An AI That Looks Back

In recent months, researchers at OpenAI have been focusing on developing artificial intelligence (AI) that learns better. Their machine learning algorithms are now capable of training themselves, so to speak, thanks to the reinforcement learning methods of their OpenAI Baselines. Now, a new algorithm lets their AI learn from its own mistakes, almost as human beings do.

The development comes from a new open-source algorithm called Hindsight Experience Replay (HER), which OpenAI researchers released earlier this week. As its name suggests, HER helps an AI agent "look back" in hindsight, so to speak, as it completes a task. Specifically, the AI reframes failures as successes, according to OpenAI's blog.

"The key insight that HER formalizes is what humans do intuitively: Even though we have not succeeded at a specific goal, we have at least achieved a different one," the researchers wrote. "So why not just pretend that we wanted to achieve this goal to begin with, instead of the one that we set out to achieve originally?"

Simply put, this means that every failed attempt as an AI works towards a goal counts as another, unintended "virtual" goal.

Think back to when you learned how to ride a bike. On the first couple of tries, you actually failed to balance properly. Even so, those attempts taught you how to not ride properly, and what to avoid when balancing on a bike. Every failure brought you closer to your goal, because that's how human beings learn.

Rewarding Every Failure

With HER, OpenAI wants their AI agents to learn the same way. At the same time, this method will become an alternative to the usual rewards system involved in reinforcement learning models. To teach AI to learn on its own, it has to work with a rewards system: either the AI reaches its goal and gets an algorithm "cookie" or it doesn't.

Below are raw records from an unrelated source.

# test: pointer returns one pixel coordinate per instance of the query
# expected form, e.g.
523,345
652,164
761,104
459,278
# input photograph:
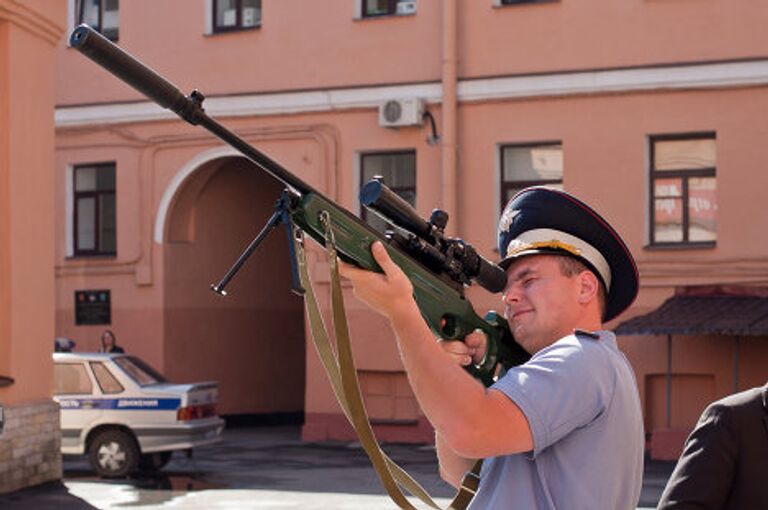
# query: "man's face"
540,303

Another model gives out cookies depending on how close an AI is to achieving a goal.

Both methods aren't perfect. The first one stalls learning, because an AI either gets it or it doesn't. The second one, on the other hand, can be quite tricky to implement, according to the IEEE Spectrum. By treating every attempt as a goal in hindsight, HER gives an AI agent a reward even when it actually failed to accomplish the specified task. This helps the AI learn faster and at a higher quality.

"By doing this substitution, the reinforcement learning algorithm can obtain a learning signal since it has achieved some goal; even if it wasn’t the one that you meant to achieve originally. If you repeat this process, you will eventually learn how to achieve arbitrary goals, including the goals that you really want to achieve," according to OpenAI's blog.

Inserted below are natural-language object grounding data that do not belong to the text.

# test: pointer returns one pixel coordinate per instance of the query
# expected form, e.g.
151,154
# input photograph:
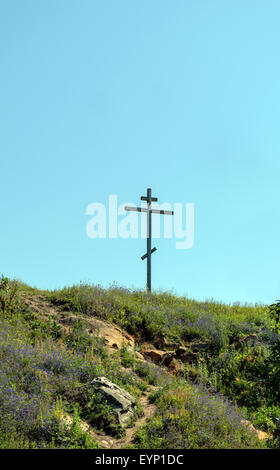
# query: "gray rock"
123,404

Here's an example of how HER works with OpenAI's Fetch simulation.

This method doesn't mean that HER makes it completely easier for AI agents to learn specific tasks. "Learning with HER on real robots is still hard since it still requires a significant amount of samples," OpenAI's Matthias Plappert told IEEE Spectrum.

In any case, as OpenAI's simulations demonstrated, HER can be quite helpful at "encouraging" AI agents to learn even from their mistakes, pretty much as we all do — the major difference being that AIs don't get frustrated like the rest of us feeble folks.